3. Aux termes de l'article 5 du règlement (UE) n° 604/2013 du 26 juin 2013 : " 1. Afin de faciliter le processus de détermination de l'Etat membre responsable, l'Etat membre procédant à cette détermination mène un entretien individuel avec le demandeur. Cet entretien permet également de veiller à ce que le demandeur comprenne correctement les informations qui lui sont fournies conformément à l'article 4. (...) / 4. L'entretien individuel est mené dans une langue que le demandeur comprend ou dont on peut raisonnablement supposer qu'il la comprend et dans laquelle il est capable de communiquer. Si nécessaire, les Etats membres ont recours à un interprète capable d'assurer une bonne communication entre le demandeur et la personne qui mène l'entretien individuel. / 5. L'entretien individuel a lieu dans des conditions garantissant dûment la confidentialité. Il est mené par une personne qualifiée en vertu du droit national. / 6. L'Etat membre qui mène l'entretien individuel rédige un résumé qui contient au moins les principales informations fournies par le demandeur lors de l'entretien. Ce résumé peut prendre la forme d'un rapport ou d'un formulaire type. L'Etat membre veille à ce que le demandeur et/ou le conseil juridique ou un autre conseiller qui représente le demandeur ait accès en temps utile au résumé ". S'il ne résulte ni de ces dispositions, ni d'aucun principe que devrait figurer sur le compte-rendu de l'entretien individuel la mention de l'identité de l'agent qui a mené l'entretien, il appartient à l'autorité administrative, en cas de contestation sur ce point, d'établir par tous moyens que l'entretien a bien, en application desdites dispositions été " mené par une personne qualifiée en vertu du droit national ".
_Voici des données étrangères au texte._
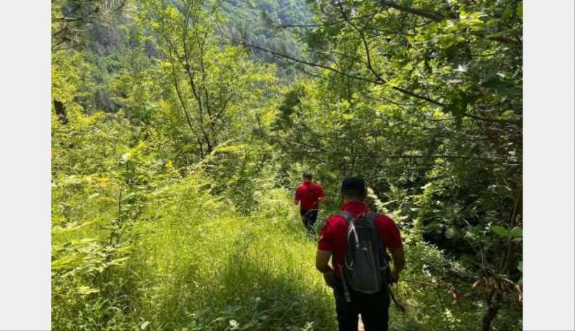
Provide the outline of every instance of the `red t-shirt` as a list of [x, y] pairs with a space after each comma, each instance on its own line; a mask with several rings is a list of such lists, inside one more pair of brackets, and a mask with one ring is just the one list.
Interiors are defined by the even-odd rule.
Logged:
[[296, 201], [300, 201], [301, 210], [317, 209], [318, 199], [325, 196], [323, 187], [311, 182], [304, 182], [296, 190]]
[[[367, 205], [363, 202], [353, 201], [344, 204], [342, 210], [351, 214], [354, 217], [363, 216], [368, 211]], [[386, 248], [399, 248], [402, 244], [400, 231], [395, 223], [389, 217], [378, 214], [375, 217], [375, 226], [384, 240]], [[335, 276], [340, 277], [341, 265], [344, 263], [347, 244], [346, 232], [347, 221], [340, 215], [332, 215], [326, 220], [323, 228], [319, 232], [318, 249], [330, 251], [333, 254], [331, 263]]]

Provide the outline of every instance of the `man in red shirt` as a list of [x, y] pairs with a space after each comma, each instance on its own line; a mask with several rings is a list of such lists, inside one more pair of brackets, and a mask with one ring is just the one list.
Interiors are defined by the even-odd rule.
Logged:
[[[359, 178], [347, 178], [342, 184], [343, 212], [347, 212], [354, 218], [365, 216], [368, 212], [363, 202], [365, 198], [365, 185]], [[405, 263], [403, 246], [399, 230], [393, 221], [386, 215], [378, 214], [374, 224], [384, 246], [391, 253], [393, 268], [390, 272], [392, 282], [397, 282], [399, 274]], [[332, 215], [326, 220], [319, 233], [319, 241], [316, 255], [316, 267], [323, 274], [328, 286], [333, 288], [335, 297], [335, 311], [340, 331], [357, 331], [358, 315], [366, 331], [388, 330], [389, 293], [387, 286], [374, 294], [365, 294], [349, 288], [351, 302], [346, 300], [342, 267], [344, 265], [347, 245], [347, 221], [339, 215]], [[331, 258], [333, 267], [328, 265]]]
[[300, 203], [300, 215], [302, 217], [303, 225], [310, 234], [314, 234], [314, 224], [317, 219], [317, 212], [319, 211], [319, 202], [325, 201], [326, 194], [323, 187], [312, 182], [312, 174], [303, 174], [303, 183], [296, 189], [296, 196], [293, 198], [293, 204]]

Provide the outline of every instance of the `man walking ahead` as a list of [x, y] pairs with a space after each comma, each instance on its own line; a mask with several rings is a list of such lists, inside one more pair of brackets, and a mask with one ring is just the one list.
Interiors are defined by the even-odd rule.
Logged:
[[398, 281], [405, 263], [400, 232], [391, 219], [368, 210], [361, 179], [344, 180], [342, 195], [342, 212], [328, 217], [319, 233], [316, 267], [333, 288], [340, 331], [357, 331], [358, 314], [366, 331], [386, 331], [389, 283]]
[[310, 234], [314, 233], [314, 224], [317, 219], [319, 202], [326, 200], [323, 187], [312, 182], [312, 174], [303, 174], [303, 183], [296, 189], [293, 204], [300, 204], [300, 215], [303, 225]]

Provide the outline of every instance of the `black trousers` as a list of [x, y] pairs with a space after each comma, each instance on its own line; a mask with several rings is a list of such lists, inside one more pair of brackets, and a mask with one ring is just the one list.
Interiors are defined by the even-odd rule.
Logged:
[[300, 210], [300, 215], [302, 216], [303, 226], [307, 229], [307, 232], [310, 235], [315, 234], [314, 225], [316, 221], [317, 221], [317, 209]]
[[340, 331], [358, 331], [358, 315], [365, 331], [387, 331], [389, 321], [389, 294], [386, 289], [374, 294], [356, 292], [349, 288], [351, 302], [346, 302], [343, 283], [335, 281], [335, 312]]

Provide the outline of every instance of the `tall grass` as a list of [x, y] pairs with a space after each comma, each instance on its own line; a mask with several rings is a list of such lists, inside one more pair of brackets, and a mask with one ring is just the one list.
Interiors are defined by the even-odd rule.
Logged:
[[[52, 266], [54, 330], [336, 330], [331, 290], [314, 267], [315, 239], [287, 191], [257, 192], [246, 215], [208, 187], [192, 177], [151, 194], [115, 263], [101, 253], [99, 226], [54, 233], [55, 249], [69, 251]], [[394, 290], [408, 312], [392, 307], [390, 330], [479, 330], [481, 301], [453, 302], [460, 286], [444, 281], [465, 271], [416, 231], [404, 235], [408, 265]], [[493, 330], [520, 330], [504, 313]]]
[[75, 321], [60, 324], [63, 321], [54, 314], [54, 326], [154, 330], [335, 328], [331, 294], [314, 267], [314, 242], [305, 235], [284, 190], [268, 192], [259, 211], [249, 216], [217, 201], [194, 179], [163, 192], [145, 211], [147, 219], [155, 221], [136, 226], [133, 232], [138, 239], [129, 259], [110, 271], [108, 279], [116, 284], [116, 290], [84, 295], [82, 302], [92, 305], [91, 309], [55, 302], [55, 309], [72, 309], [91, 316], [89, 322], [78, 321], [82, 317], [77, 316]]

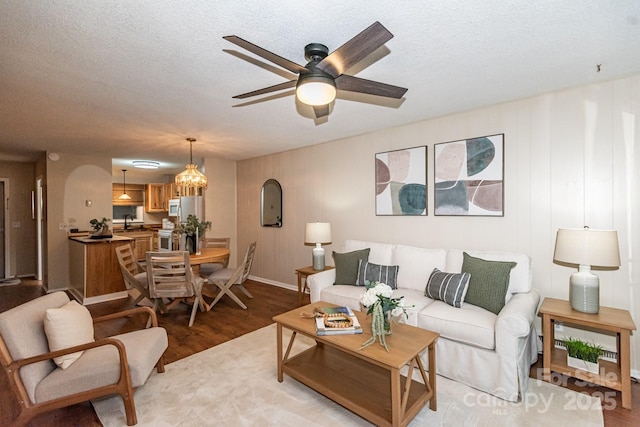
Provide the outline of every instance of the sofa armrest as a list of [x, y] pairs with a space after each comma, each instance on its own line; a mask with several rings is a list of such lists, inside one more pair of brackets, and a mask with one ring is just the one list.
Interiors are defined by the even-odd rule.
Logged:
[[320, 293], [322, 293], [322, 290], [333, 286], [335, 281], [335, 268], [307, 276], [307, 286], [309, 287], [311, 302], [320, 301]]
[[496, 320], [496, 352], [518, 357], [526, 343], [538, 311], [540, 294], [535, 289], [514, 294]]

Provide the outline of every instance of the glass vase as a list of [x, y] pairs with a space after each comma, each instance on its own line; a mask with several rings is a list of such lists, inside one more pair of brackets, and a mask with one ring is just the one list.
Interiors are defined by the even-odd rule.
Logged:
[[391, 335], [391, 311], [385, 311], [384, 314], [384, 333]]

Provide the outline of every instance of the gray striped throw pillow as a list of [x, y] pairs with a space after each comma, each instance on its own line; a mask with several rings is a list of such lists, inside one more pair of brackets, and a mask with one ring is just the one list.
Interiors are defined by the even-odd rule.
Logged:
[[365, 282], [379, 282], [389, 285], [391, 289], [396, 289], [398, 287], [398, 268], [397, 265], [378, 265], [360, 260], [356, 285], [364, 286]]
[[427, 281], [425, 296], [460, 308], [469, 287], [469, 273], [445, 273], [434, 268]]

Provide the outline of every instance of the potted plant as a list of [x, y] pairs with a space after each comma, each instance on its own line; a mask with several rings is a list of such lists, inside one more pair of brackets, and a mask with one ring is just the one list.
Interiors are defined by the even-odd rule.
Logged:
[[178, 224], [176, 231], [186, 236], [185, 245], [189, 253], [198, 253], [198, 240], [204, 238], [211, 229], [211, 221], [200, 221], [195, 215], [189, 215], [187, 222]]
[[587, 343], [578, 338], [565, 338], [563, 343], [567, 349], [567, 365], [598, 374], [598, 359], [604, 353], [601, 345]]
[[109, 230], [109, 218], [102, 218], [102, 220], [98, 221], [96, 218], [93, 218], [89, 223], [91, 227], [93, 227], [93, 235], [96, 237], [111, 237], [111, 231]]

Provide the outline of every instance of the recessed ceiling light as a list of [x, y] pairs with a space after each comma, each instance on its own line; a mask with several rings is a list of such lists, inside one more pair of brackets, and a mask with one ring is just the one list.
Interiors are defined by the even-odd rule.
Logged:
[[158, 169], [160, 163], [153, 160], [134, 160], [133, 166], [139, 169]]

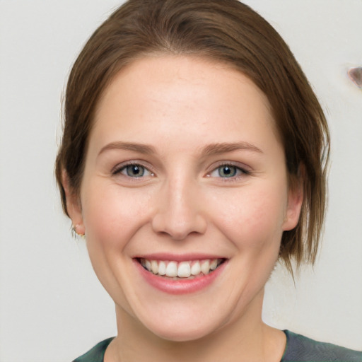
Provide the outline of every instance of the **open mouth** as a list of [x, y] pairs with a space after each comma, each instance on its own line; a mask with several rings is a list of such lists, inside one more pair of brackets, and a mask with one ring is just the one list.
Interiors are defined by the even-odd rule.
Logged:
[[221, 265], [226, 259], [205, 259], [176, 262], [172, 260], [149, 260], [137, 258], [142, 267], [151, 273], [175, 280], [194, 279], [208, 275]]

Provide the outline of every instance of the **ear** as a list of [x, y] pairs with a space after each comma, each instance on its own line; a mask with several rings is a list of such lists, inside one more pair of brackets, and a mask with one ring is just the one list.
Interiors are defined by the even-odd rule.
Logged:
[[304, 197], [303, 174], [303, 167], [300, 167], [298, 176], [291, 180], [286, 215], [283, 223], [284, 231], [293, 229], [299, 221]]
[[63, 170], [62, 179], [66, 199], [66, 211], [71, 218], [73, 227], [77, 234], [84, 235], [86, 228], [83, 222], [82, 207], [79, 196], [75, 194], [70, 187], [69, 178], [65, 170]]

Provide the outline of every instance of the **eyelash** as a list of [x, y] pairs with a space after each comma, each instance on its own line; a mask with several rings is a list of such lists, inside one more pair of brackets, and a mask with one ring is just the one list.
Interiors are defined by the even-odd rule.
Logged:
[[129, 177], [131, 179], [141, 179], [141, 178], [143, 178], [144, 177], [145, 177], [144, 174], [142, 174], [141, 176], [134, 176], [134, 177], [130, 176], [129, 175], [124, 174], [122, 173], [122, 171], [125, 171], [127, 173], [127, 169], [129, 166], [133, 166], [134, 168], [136, 168], [136, 167], [140, 168], [143, 169], [144, 173], [145, 173], [145, 172], [149, 173], [149, 175], [148, 175], [147, 176], [151, 176], [151, 177], [154, 176], [154, 173], [152, 171], [151, 171], [148, 169], [148, 168], [144, 166], [142, 164], [141, 164], [139, 163], [133, 162], [133, 161], [129, 161], [129, 163], [123, 163], [122, 165], [119, 165], [116, 166], [115, 168], [114, 168], [113, 170], [112, 170], [112, 171], [111, 171], [112, 175], [116, 175], [117, 174], [122, 173], [124, 176]]
[[[127, 168], [129, 168], [129, 166], [132, 166], [134, 168], [141, 168], [141, 170], [143, 170], [142, 175], [141, 175], [140, 176], [131, 176], [131, 175], [128, 175], [127, 170]], [[235, 175], [232, 175], [229, 177], [221, 176], [220, 175], [220, 170], [223, 168], [228, 168], [229, 169], [232, 169], [232, 170], [235, 170]], [[125, 173], [123, 173], [123, 171], [125, 171]], [[216, 172], [218, 173], [218, 176], [212, 176], [212, 174]], [[148, 175], [144, 175], [144, 173], [148, 173]], [[134, 162], [134, 161], [129, 161], [127, 163], [123, 163], [122, 165], [117, 165], [115, 168], [114, 168], [114, 169], [112, 170], [112, 175], [116, 175], [119, 173], [122, 174], [124, 176], [125, 176], [127, 177], [129, 177], [130, 179], [134, 179], [134, 180], [140, 180], [140, 179], [144, 178], [147, 176], [153, 177], [155, 175], [155, 174], [151, 170], [150, 170], [148, 169], [148, 168], [143, 165], [141, 163]], [[239, 175], [238, 175], [238, 173], [239, 173]], [[231, 162], [226, 162], [226, 163], [218, 165], [216, 168], [213, 168], [213, 170], [210, 173], [207, 173], [206, 177], [214, 177], [216, 178], [221, 178], [223, 180], [223, 182], [230, 182], [230, 181], [238, 180], [240, 177], [243, 177], [245, 175], [250, 175], [250, 174], [251, 174], [250, 171], [245, 170], [245, 168], [243, 168], [240, 167], [239, 165], [237, 165]]]
[[[236, 175], [231, 175], [230, 177], [223, 177], [222, 176], [220, 175], [220, 170], [223, 168], [228, 168], [234, 169]], [[223, 182], [236, 181], [236, 180], [239, 180], [240, 177], [243, 177], [243, 176], [251, 174], [250, 171], [245, 170], [245, 168], [243, 168], [240, 167], [239, 165], [235, 165], [230, 162], [226, 162], [224, 163], [221, 163], [221, 164], [218, 165], [216, 168], [214, 168], [210, 173], [208, 173], [206, 176], [209, 177], [213, 177], [213, 176], [211, 176], [212, 173], [214, 173], [215, 172], [218, 172], [218, 175], [220, 177], [218, 177], [217, 176], [214, 176], [214, 177], [216, 177], [217, 178], [222, 179]], [[239, 175], [238, 175], [238, 173], [239, 173]]]

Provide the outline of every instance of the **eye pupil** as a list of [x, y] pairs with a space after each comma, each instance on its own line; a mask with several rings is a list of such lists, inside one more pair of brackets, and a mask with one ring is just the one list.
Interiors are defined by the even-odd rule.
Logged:
[[144, 175], [144, 168], [138, 165], [130, 165], [127, 168], [127, 173], [132, 177], [141, 177]]
[[218, 174], [222, 177], [232, 177], [236, 175], [236, 168], [233, 166], [221, 166]]

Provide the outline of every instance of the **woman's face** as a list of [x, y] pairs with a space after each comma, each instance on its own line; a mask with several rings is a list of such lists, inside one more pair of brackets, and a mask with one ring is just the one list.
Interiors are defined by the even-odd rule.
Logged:
[[69, 211], [118, 315], [177, 341], [259, 321], [301, 202], [276, 134], [266, 97], [225, 65], [148, 57], [117, 74]]

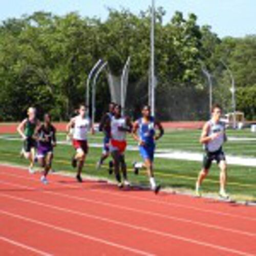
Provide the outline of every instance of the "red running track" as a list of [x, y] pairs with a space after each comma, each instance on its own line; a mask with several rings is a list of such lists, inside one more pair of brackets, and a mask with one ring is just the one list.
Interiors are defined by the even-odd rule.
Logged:
[[256, 255], [254, 207], [0, 167], [0, 255]]

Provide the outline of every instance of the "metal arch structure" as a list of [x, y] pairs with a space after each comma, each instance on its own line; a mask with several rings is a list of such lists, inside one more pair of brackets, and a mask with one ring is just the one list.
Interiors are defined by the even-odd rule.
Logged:
[[125, 100], [127, 92], [127, 85], [128, 83], [128, 76], [131, 63], [131, 57], [127, 59], [126, 62], [123, 68], [122, 77], [121, 78], [121, 106], [122, 114], [123, 115], [125, 107]]
[[[87, 78], [87, 80], [86, 82], [86, 105], [89, 108], [90, 105], [90, 83], [91, 80], [92, 79], [93, 75], [95, 73], [96, 70], [103, 63], [103, 60], [101, 59], [99, 59], [98, 61], [93, 66], [93, 68], [91, 70], [88, 77]], [[89, 112], [88, 112], [89, 114]]]
[[92, 90], [92, 123], [93, 125], [94, 124], [94, 122], [95, 121], [95, 111], [96, 111], [96, 88], [97, 80], [98, 76], [101, 73], [101, 71], [106, 67], [108, 65], [108, 61], [106, 61], [100, 66], [98, 68], [95, 75], [93, 78], [93, 87]]

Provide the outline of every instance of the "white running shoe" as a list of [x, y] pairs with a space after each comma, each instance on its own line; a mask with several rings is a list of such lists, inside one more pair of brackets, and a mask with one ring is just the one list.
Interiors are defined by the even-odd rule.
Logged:
[[229, 195], [224, 190], [220, 190], [219, 195], [223, 199], [228, 199], [229, 198]]
[[30, 167], [29, 168], [29, 173], [30, 174], [34, 174], [35, 173], [35, 171], [34, 170], [34, 169], [32, 167]]
[[100, 161], [99, 161], [96, 163], [96, 169], [98, 170], [99, 170], [101, 167], [101, 164], [100, 163]]
[[196, 184], [196, 196], [198, 197], [202, 197], [202, 190], [197, 183]]
[[42, 176], [40, 179], [41, 182], [45, 185], [47, 185], [48, 184], [48, 181], [45, 176]]
[[131, 183], [127, 180], [124, 180], [124, 181], [123, 181], [123, 184], [124, 185], [124, 186], [127, 187], [131, 186]]

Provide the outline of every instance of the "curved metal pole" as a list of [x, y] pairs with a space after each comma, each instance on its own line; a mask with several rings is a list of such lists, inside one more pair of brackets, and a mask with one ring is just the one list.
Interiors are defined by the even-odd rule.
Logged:
[[95, 120], [96, 85], [97, 79], [98, 79], [98, 77], [99, 76], [101, 71], [107, 65], [108, 65], [108, 61], [104, 62], [99, 68], [93, 78], [93, 88], [92, 88], [92, 123], [93, 125], [94, 125], [94, 122]]
[[121, 78], [121, 106], [122, 107], [122, 114], [123, 114], [125, 106], [125, 99], [126, 95], [126, 86], [125, 84], [126, 76], [129, 72], [131, 57], [129, 57], [124, 65]]
[[95, 70], [98, 68], [98, 67], [102, 63], [103, 60], [102, 59], [99, 59], [97, 63], [93, 66], [93, 68], [91, 70], [91, 71], [87, 78], [87, 81], [86, 83], [86, 105], [89, 107], [90, 105], [90, 83], [91, 82], [91, 79], [93, 76]]
[[236, 84], [234, 82], [234, 78], [233, 74], [231, 70], [228, 68], [228, 66], [223, 61], [223, 60], [221, 59], [221, 62], [223, 65], [225, 67], [227, 71], [228, 72], [229, 76], [231, 79], [231, 93], [232, 94], [232, 109], [233, 111], [233, 128], [235, 129], [237, 127], [237, 118], [236, 117], [236, 112], [237, 111], [237, 103], [236, 102]]

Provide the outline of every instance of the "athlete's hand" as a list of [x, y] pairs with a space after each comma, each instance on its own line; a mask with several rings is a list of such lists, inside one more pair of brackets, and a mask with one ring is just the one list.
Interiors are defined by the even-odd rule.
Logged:
[[212, 135], [210, 136], [210, 138], [211, 140], [214, 140], [216, 139], [217, 138], [220, 137], [221, 135], [221, 133], [214, 133]]
[[145, 142], [143, 140], [140, 140], [139, 141], [139, 146], [144, 146], [145, 144]]

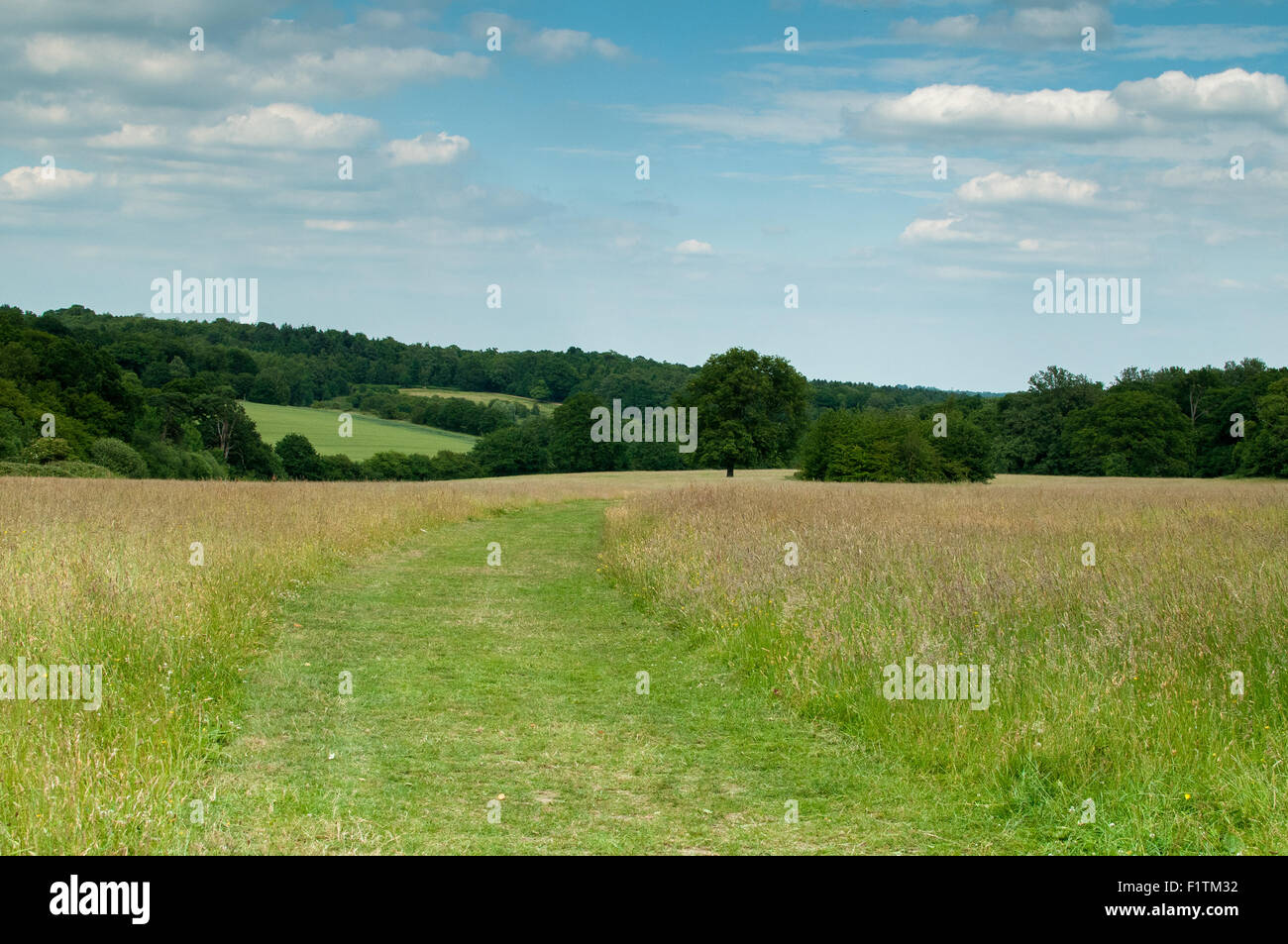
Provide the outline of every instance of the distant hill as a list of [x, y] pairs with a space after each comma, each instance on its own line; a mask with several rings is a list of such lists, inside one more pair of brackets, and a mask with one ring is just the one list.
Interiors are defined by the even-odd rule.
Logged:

4. Il ressort du résumé de l'entretien individuel mené avec Mme E... le 18 mars 2024 que cet entretien a été conduit par un agent de la préfecture de la Maine-et-Loire, dont les prénom, nom et fonctions sont précisés et qui y a apposé sa signature. Le préfet de Maine-et-Loire justifie du fait que ces informations correspondent à celles d'une secrétaire administrative qui disposait d'une délégation de signature en vertu d'un arrêté du 28 février 2024 au sein du bureau de l'asile de la préfecture de Maine-et-Loire. Dans ces conditions, faute de contestation plus précise de Mme E..., cet agent doit être regardé comme qualifié en vertu du droit national au sens de l'article 5 du règlement mentionné ci-dessus. En outre, il ne ressort pas des pièces du dossier que l'entretien du 18 mars 2024 n'aurait pas été conduit en toute confidentialité. Il s'ensuit que le préfet est fondé à soutenir que c'est à tort que la magistrate désignée du tribunal administratif de Nantes a annulé son arrêté du 15 avril 2024 en retenant le moyen tiré de la violation des dispositions précitées de l'article 5 du règlement du 26 juin 2013.

5. Il appartient toutefois à la cour, saisie de l'ensemble du litige par l'effet dévolutif de l'appel, d'examiner les autres moyens développés en première instance par Mme E... à l'encontre des arrêtés contestés.

6. En premier lieu, par un arrêté du 28 février 2024 régulièrement publié au recueil des actes administratifs de la préfecture, le préfet de Maine-et-Loire a donné délégation à M. Nicolas Brochard, secrétaire administratif de classe exceptionnelle, adjoint à la cheffe du pôle régional Dublin de la préfecture de Maine-et-Loire, signataire des arrêtés contestés, à l'effet de signer les décisions d'application du règlement " Dublin III " prises à l'égard des ressortissants étrangers, notamment les décisions de transfert et d'assignation à résidence, en cas d'absence ou d'empêchement de M. A... D..., directeur de l'immigration et des relations avec les usagers, et de Mme B... F..., cheffe du pôle. Il n'est ni établi ni même allégué que M. D... et Mme F... n'auraient pas été absents ou empêchés. Dès lors, le moyen tiré de l'incompétence de l'auteur des arrêtés contestés doit être écarté.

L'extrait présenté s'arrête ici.